2. Alternatively, d=1-s
may be used. This function is less supported by models of evolution
(Swofford & Olsen), hence providing a poorer estimate of
evolutionary distances for weak similarities. We thus tend to apply the latter
option for testing the robustness of clusters.
Clustering algorithm:
1.
Neighbor-joining (Saitou & Nei 1987) is the default clustering
algorithm.
2. The slower Fitch-Margoliash
algorithm (Fitch and Margoliash 1967) may be applied instead.
Advanced input parameters for gene order phylogenies
Genes considered:
1. All ORFs annotated as genes are
analysed for the presence of conserved gene pairs [default
selection].
2. Only genes having an ortholog in
the genome compared with (regarding genes without ortholog in the
other genome as not annotated) are analysed for the presence of
conserved gene pairs. (Events that only affect the genomic gene content are ignored.)
Normalization:
Numbers of conserved gene pairs are
normalized according to the genome size of the smaller genome, which
correlates with the maximum number of conserved gene pairs
theoretically possible. Genome size may be defined as follows:
1. The genome size is the number of open reading frames (ORFs) annotated as
genes.
2. The genome size is number of ORFs with at least
one ortholog in other genomes completed so far.
3. The genome size is the number of orthologous groups present in a species.
4. In addition, the number of
orthologs shared between genomes compared may be considered as the
genome size. This option should be applied, if only genes having an
ortholog in the genome compared with are considered for the gene
order analysis. (In that case that value represents the theoretical
maximum of conserved gene pairs.)
Distance measure and
clustering algorithm:
- Selectable parameters are identical
for gene order and gene content phylogenies.
References
Felsenstein, J. (1989) PHYLIP-phylogeny inference package (Version 3.2). Cladistics, 5, 164-166.
Fitch, W.M & Margoliash, E., (1967). Construction of phylogenetic trees. Science, 155, 279-284.
Fitz-Gibbon, S.T and House, C.H. (1999) Whole genome-based phylogenetic analysis of free-living microorganisms. Nucleic Acids Res., 27, 4218-4222.
Huynen, M., Snel, B & Bork, P. (1999). Lateral gene transfer, genome surveys, and the phylogeny of prokaryotes. Science, 286, 1443a.
Korbel, J.O., Snel, B., Huynen, M.A., Bork, P. (2002). SHOT: a web server for the construction of genome phylogenies. Trends Genet., 18, 158-162.
Pearson, W., (1998). Empirical statistical estimates for sequence similarity searches. J. Mol.
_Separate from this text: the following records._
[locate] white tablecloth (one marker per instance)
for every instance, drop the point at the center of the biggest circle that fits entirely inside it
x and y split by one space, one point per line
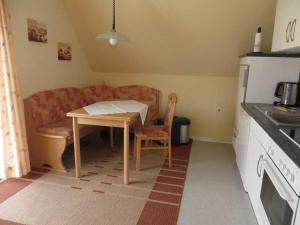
113 107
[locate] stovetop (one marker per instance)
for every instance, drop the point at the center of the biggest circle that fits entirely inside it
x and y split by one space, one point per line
293 134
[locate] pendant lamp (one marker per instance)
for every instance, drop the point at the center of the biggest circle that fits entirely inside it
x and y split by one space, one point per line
113 37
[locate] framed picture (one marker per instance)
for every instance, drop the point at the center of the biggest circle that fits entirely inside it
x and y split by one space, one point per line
64 51
37 31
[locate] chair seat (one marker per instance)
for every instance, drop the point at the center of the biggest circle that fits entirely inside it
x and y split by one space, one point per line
151 131
64 128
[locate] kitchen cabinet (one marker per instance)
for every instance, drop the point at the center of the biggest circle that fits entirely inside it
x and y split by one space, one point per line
243 76
286 36
241 146
254 174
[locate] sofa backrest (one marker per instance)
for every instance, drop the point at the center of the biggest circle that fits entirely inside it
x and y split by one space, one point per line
94 94
52 105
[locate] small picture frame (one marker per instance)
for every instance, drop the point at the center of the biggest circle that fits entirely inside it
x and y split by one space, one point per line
64 51
36 31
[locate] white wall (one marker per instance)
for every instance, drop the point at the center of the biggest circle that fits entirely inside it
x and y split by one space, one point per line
37 65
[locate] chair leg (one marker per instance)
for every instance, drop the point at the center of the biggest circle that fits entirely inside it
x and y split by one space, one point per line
134 146
138 154
170 153
111 137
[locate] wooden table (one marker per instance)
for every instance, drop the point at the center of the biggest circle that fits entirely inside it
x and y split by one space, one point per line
122 120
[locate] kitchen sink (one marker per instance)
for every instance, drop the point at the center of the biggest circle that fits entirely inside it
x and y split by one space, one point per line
280 118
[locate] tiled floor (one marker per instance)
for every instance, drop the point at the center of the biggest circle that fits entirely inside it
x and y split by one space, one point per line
213 193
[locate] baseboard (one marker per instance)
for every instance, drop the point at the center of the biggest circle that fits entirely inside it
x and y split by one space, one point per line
208 139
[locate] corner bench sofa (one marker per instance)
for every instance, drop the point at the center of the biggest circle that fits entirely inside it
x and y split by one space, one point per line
49 131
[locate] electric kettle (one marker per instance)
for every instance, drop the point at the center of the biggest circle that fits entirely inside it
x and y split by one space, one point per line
287 92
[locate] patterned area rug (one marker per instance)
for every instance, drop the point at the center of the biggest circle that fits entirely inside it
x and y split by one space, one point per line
99 196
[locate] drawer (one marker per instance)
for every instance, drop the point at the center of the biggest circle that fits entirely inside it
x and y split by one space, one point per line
260 134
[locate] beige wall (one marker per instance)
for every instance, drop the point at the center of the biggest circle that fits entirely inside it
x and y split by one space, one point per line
37 64
191 37
207 100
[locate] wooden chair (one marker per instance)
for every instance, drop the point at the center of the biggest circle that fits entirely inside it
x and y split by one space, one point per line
156 133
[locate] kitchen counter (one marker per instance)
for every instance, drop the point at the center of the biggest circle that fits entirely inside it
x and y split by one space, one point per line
291 149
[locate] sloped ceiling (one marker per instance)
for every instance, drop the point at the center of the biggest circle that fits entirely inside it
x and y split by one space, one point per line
194 37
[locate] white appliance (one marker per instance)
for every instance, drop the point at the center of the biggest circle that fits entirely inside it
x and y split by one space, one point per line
260 76
276 198
258 79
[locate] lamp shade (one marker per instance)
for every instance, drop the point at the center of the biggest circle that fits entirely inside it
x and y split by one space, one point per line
113 37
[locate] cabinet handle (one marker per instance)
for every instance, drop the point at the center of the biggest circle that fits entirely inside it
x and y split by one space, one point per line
258 167
288 32
293 28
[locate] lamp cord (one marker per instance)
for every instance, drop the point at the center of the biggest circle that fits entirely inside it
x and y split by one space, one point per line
114 16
Biol., 276, 71-84.
von Mering, C., Huynen, M., Jaeggi, D., Schmidt, S., Bork, P. & Snel, B., (2003). STRING: a database of predicted functional associations between proteins. Nucleic Acids Res., 31, 258-261.
Saitou, N. & Nei, M., (1987). The neighbor-joining method: a new method for reconstructing phylogenetic trees. Mol. Biol. Evol., 4, 406-425.
Snel, B., Bork, P. & Huynen, M., (1999). Genome phylogeny based on gene content. Nat. Genet., 21, 108-110.
Swofford, D.L. and Olsen, G.J. (1990) Phylogeny construction. In Molecular Systematics (Hillis, D.M. and Moritz, C., eds), pp. 411-501, Sinauer Associates
Tatusov, R.L. et al. (2001). The COG database: new developments in phylogenetic classification of proteins from complete genomes. Nucleic Acids Res., 29, 22-28.